Now, in daylight, with the seal broken by her careful fingers, it felt altogether different.

Final. Real.

She unfolded the parchment slowly, as if it might disintegrate if touched too quickly. Her eyes scanned it once, then stopped.

DEATH REGISTRATION: REMUS JOHN LUPIN.

He saw it the moment it landed. She did not gasp or cry out. She simply stilled.

All the colour drained from her face, and her hands trembled slightly. That was all. But he saw it. He always saw the quiet things.

Then it came.

Grief, not a spectacle but a presence. Silent. Immovable. It was like fog rolling across the lake. It settled in her shoulders, her spine, and her throat. It lived there now.

She held the paper a moment longer, eyes fixed as if staring hard enough might will the words into something else, something reversible. But magic could not touch this kind of spellwork, not the sort written in ink and law and inevitability.

He did not move.

He could not.

Guilt climbed his chest like ivy, winding fast and tight. He had not meant to hurt her, never her. But he needed someone to know. To see it, to see all of it. The shape of the end. The small, crumpled truth he carried in private.

And Lily had always seen him. Not the professor. Not the werewolf. Just Remus.

The world pressed in again: the scrape of a chair, the clink of cutlery, the clatter of laughter from somewhere to the left. Muggle life moved on, oblivious and blithe, folding itself around their stillness.

She refolded the parchment with slow, precise movements. Slipped it back into its envelope. Her fingers lingered on the seal before she looked up.

No words.

Just her eyes.

In them he saw confusion, sorrow, and a flicker of rage, not wild but steady. And beneath it all, unwavering, there was love. That fierce, loyal kind that had stood through everything.

"Remus," she said softly.

His name was a touch in her mouth, gentle and undone.

It nearly broke him.

She wanted to say something more—he saw the words gathering behind her lips—but what was left? There were no spells for this. No charm for grief. Only the living of it.

Still, something between them held. Wordless. Solid.

He wished, for a heartbeat, that he could pause the moment and hold only this. Sit in the hush with Lily across from him, in the corner of a noisy, sunlit world that had not noticed them yet. No tumour, no curse, no ticking clock.

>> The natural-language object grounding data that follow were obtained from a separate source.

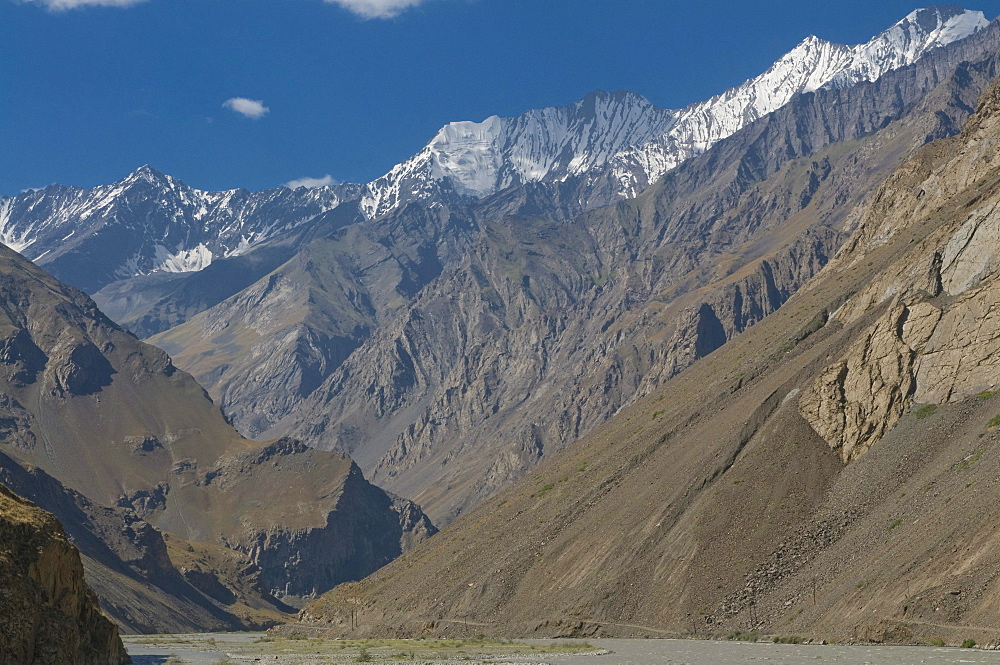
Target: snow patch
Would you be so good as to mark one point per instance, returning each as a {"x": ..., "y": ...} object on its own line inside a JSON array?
[{"x": 184, "y": 260}]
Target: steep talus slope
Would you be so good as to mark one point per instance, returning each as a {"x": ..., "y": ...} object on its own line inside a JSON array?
[
  {"x": 150, "y": 222},
  {"x": 110, "y": 417},
  {"x": 262, "y": 351},
  {"x": 50, "y": 617},
  {"x": 454, "y": 397},
  {"x": 127, "y": 560},
  {"x": 723, "y": 501}
]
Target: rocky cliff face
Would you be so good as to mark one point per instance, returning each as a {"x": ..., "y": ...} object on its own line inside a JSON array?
[
  {"x": 544, "y": 329},
  {"x": 140, "y": 443},
  {"x": 830, "y": 472},
  {"x": 935, "y": 339},
  {"x": 50, "y": 616}
]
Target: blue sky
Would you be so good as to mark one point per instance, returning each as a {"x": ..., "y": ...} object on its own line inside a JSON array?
[{"x": 92, "y": 92}]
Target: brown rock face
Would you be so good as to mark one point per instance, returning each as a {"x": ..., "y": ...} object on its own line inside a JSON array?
[
  {"x": 165, "y": 498},
  {"x": 937, "y": 337},
  {"x": 49, "y": 614},
  {"x": 544, "y": 328}
]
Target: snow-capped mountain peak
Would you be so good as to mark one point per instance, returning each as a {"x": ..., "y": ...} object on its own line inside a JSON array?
[{"x": 638, "y": 141}]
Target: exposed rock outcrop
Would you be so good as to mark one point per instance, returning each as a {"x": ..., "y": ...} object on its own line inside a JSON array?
[
  {"x": 50, "y": 617},
  {"x": 130, "y": 448},
  {"x": 938, "y": 337},
  {"x": 722, "y": 508}
]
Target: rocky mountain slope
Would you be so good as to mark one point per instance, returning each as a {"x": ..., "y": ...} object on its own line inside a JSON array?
[
  {"x": 453, "y": 397},
  {"x": 148, "y": 223},
  {"x": 50, "y": 616},
  {"x": 830, "y": 472},
  {"x": 111, "y": 418},
  {"x": 625, "y": 140}
]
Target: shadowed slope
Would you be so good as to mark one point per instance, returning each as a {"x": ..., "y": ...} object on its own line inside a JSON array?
[{"x": 714, "y": 504}]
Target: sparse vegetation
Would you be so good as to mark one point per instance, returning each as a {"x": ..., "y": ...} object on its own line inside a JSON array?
[
  {"x": 788, "y": 639},
  {"x": 968, "y": 461}
]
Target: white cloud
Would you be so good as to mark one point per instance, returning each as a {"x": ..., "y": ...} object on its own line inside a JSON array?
[
  {"x": 63, "y": 5},
  {"x": 310, "y": 183},
  {"x": 251, "y": 108},
  {"x": 376, "y": 8}
]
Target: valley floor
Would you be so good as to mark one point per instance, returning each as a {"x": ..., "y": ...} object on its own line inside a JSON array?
[{"x": 215, "y": 649}]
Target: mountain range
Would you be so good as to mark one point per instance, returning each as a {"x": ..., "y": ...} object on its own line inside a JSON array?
[
  {"x": 537, "y": 321},
  {"x": 830, "y": 472}
]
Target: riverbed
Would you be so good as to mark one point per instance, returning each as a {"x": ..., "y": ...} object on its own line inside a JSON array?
[{"x": 211, "y": 649}]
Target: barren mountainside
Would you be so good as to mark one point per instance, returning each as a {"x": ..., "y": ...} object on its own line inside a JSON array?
[
  {"x": 50, "y": 617},
  {"x": 830, "y": 472},
  {"x": 128, "y": 443},
  {"x": 453, "y": 397}
]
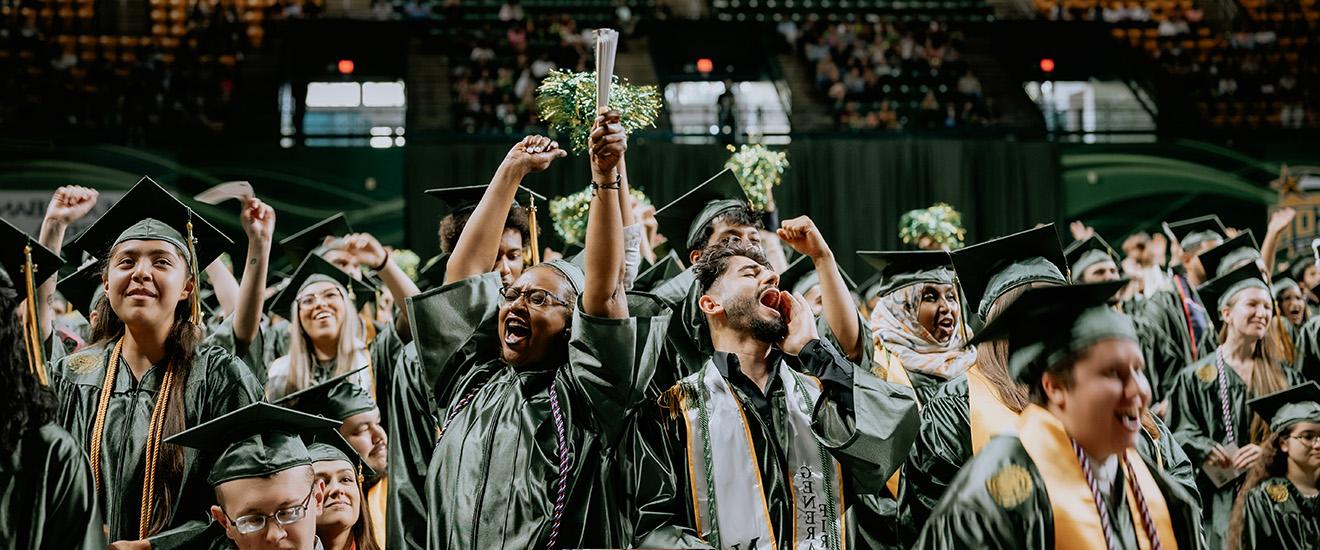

But time does not wait for wishing.

She rose slowly, like someone waking from a dream they could not change. As she passed him, her hand brushed his forearm, light but anchoring.

He felt it all through his chest: the goodbye, the grief, the promise buried somewhere in the quiet.

Then she turned and walked away.

He watched her until she vanished into the shifting crowd.

And then he stayed.

He always did.

Somewhere in that same city, a girl he had never met was learning the same art—how to keep standing when everything inside you wanted to fall.